The impact of the ongoing pandemic on logistics is being felt in waves.
The initial lack of supply of goods being manufactured in China, and logistics workforce disruptions in the East has mostly been overcome as factories are in high gear. As a matter of fact, China’s busy ports have even turned the tables, requiring quarantines on incoming ships from affected countries.
Uncertainty and disruptions are now coming from the West as the US and European countries are increasingly shutting down, impacting both the flow and the demand for goods.
Impact on ocean freight
Last week’s spike in ocean rates has leveled off for the most part, with China-US West Coast prices climbing only 3% this week. This could mean that carriers overestimated how quickly Chinese manufacturing is recovering, in which case prices will remain at this level or even climb in the coming weeks.
But it is also possible that the rate spike represented a surge in orders placed by importers before the economic shutdown began in the West. The leveling off would mean that US importers are cancelling or not placing new orders, as much of the US shelters in place and industries like retail are already feeling the hit.
In fact, there are reports of large shippers already cancelling orders, and carriers blanking some sailings at the start of April for lack of demand.
Impact on air cargo
Air rates out of China and Europe continue to climb, as the spike in demand for time-sensitive items like pharmaceuticals, medical supplies, electronics and other goods crucial to the fight against the outbreak has combined with the slashing of passenger jet capacity.
More airlines are repurposing empty passenger planes as freighters to meet this demand, and the industry is asking for eased regulations to streamline cargo during the process.
WebCargo reported above average volumes of forwarders searching for dynamic air rates and had a near record number of air cargo eBookings placed last week, a sign of rapidly shifting capacity and pricing. Even in hard hit Italy, forwarders were still logging 72% of the searches made in the same week last year. In Spain, forwarders are able to stay active while working remotely, with 90% of last year’s search volume still being logged. Multiple airlines also experienced a surge in demand for live rates and capacity data, as some of their APIs struggled to handle the volume of requests.

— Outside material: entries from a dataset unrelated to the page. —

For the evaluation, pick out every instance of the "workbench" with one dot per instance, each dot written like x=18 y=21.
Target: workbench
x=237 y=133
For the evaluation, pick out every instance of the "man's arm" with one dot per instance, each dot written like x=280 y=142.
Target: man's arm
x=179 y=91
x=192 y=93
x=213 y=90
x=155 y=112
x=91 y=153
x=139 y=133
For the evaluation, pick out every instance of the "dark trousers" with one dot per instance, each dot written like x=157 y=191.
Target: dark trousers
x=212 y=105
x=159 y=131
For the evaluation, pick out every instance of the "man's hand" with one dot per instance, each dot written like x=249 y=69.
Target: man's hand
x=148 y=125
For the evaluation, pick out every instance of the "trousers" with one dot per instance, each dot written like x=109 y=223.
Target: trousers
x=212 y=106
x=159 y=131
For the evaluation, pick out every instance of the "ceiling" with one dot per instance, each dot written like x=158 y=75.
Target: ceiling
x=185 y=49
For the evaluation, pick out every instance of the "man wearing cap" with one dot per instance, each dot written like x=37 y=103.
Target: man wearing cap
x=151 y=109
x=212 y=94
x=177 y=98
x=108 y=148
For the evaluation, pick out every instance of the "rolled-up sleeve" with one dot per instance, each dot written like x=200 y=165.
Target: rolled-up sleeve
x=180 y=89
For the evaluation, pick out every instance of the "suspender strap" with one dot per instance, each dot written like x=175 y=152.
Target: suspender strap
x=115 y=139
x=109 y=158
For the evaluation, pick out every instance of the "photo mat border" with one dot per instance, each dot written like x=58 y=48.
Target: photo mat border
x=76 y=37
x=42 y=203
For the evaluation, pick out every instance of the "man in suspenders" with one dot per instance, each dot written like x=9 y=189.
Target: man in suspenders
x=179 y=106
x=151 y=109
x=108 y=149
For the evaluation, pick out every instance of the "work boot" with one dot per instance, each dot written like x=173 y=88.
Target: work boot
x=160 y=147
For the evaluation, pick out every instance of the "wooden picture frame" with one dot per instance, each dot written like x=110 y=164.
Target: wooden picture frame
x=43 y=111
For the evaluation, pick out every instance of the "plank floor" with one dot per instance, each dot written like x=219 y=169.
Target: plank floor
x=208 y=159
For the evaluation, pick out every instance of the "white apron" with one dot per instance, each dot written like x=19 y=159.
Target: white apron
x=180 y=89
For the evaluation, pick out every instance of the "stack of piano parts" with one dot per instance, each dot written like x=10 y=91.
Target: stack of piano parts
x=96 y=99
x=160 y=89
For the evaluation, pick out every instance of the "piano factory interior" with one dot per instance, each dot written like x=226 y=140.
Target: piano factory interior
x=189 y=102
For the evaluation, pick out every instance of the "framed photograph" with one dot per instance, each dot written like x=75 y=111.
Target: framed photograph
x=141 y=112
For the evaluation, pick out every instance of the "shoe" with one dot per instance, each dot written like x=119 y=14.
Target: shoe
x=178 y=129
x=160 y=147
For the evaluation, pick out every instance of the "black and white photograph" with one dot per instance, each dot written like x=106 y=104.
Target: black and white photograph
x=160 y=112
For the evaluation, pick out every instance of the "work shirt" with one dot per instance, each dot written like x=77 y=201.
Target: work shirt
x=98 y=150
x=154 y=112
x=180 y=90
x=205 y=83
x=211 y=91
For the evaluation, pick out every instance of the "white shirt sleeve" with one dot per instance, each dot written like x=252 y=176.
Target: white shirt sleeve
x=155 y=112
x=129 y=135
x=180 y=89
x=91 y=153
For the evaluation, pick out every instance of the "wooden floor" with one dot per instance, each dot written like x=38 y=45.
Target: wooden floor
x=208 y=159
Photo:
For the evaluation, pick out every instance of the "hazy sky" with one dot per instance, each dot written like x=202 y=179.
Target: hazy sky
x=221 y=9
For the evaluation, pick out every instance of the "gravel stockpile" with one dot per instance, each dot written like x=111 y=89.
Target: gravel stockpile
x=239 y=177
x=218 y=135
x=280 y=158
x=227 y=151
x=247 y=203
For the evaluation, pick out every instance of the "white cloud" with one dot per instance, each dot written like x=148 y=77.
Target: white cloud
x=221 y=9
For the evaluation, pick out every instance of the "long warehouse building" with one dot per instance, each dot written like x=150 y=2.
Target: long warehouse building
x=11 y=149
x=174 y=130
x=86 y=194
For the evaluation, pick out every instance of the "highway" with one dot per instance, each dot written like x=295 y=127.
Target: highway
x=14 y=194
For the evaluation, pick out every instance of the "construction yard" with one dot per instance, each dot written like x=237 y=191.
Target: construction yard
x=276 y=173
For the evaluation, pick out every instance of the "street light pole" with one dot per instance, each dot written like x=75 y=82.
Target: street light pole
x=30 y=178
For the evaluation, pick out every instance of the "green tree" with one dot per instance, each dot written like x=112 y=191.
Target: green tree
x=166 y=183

US shutdown impact on logistics
As multiple states implemented shutdowns of varying severity, logistics has so far officially been spared by being categorized as an essential service exempt from restrictions. Federal agencies have even removed certain regulations to allow trucks to travel more quickly.
Trucking rates climbed in March to meet the surge in demand for household goods and medical supplies. But road freight in Europe is already experiencing delays in crossing borders though the industry is exempt from restrictions there too, and shutdowns of truck stops across the US are making trucking more difficult.
US ports are also showing the first signs of distress both from lack of demand and from the virus itself. Some terminals in Seattle and the Port of Miami suspended operations temporarily for lack of incoming cargo, and terminals at a Houston port also closed briefly due to a worker testing positive for COVID-19.
So another week has passed leaving us with more questions than answers as to how all this will play out, and hoping that the drastic measures being taken will push us toward recovery soon.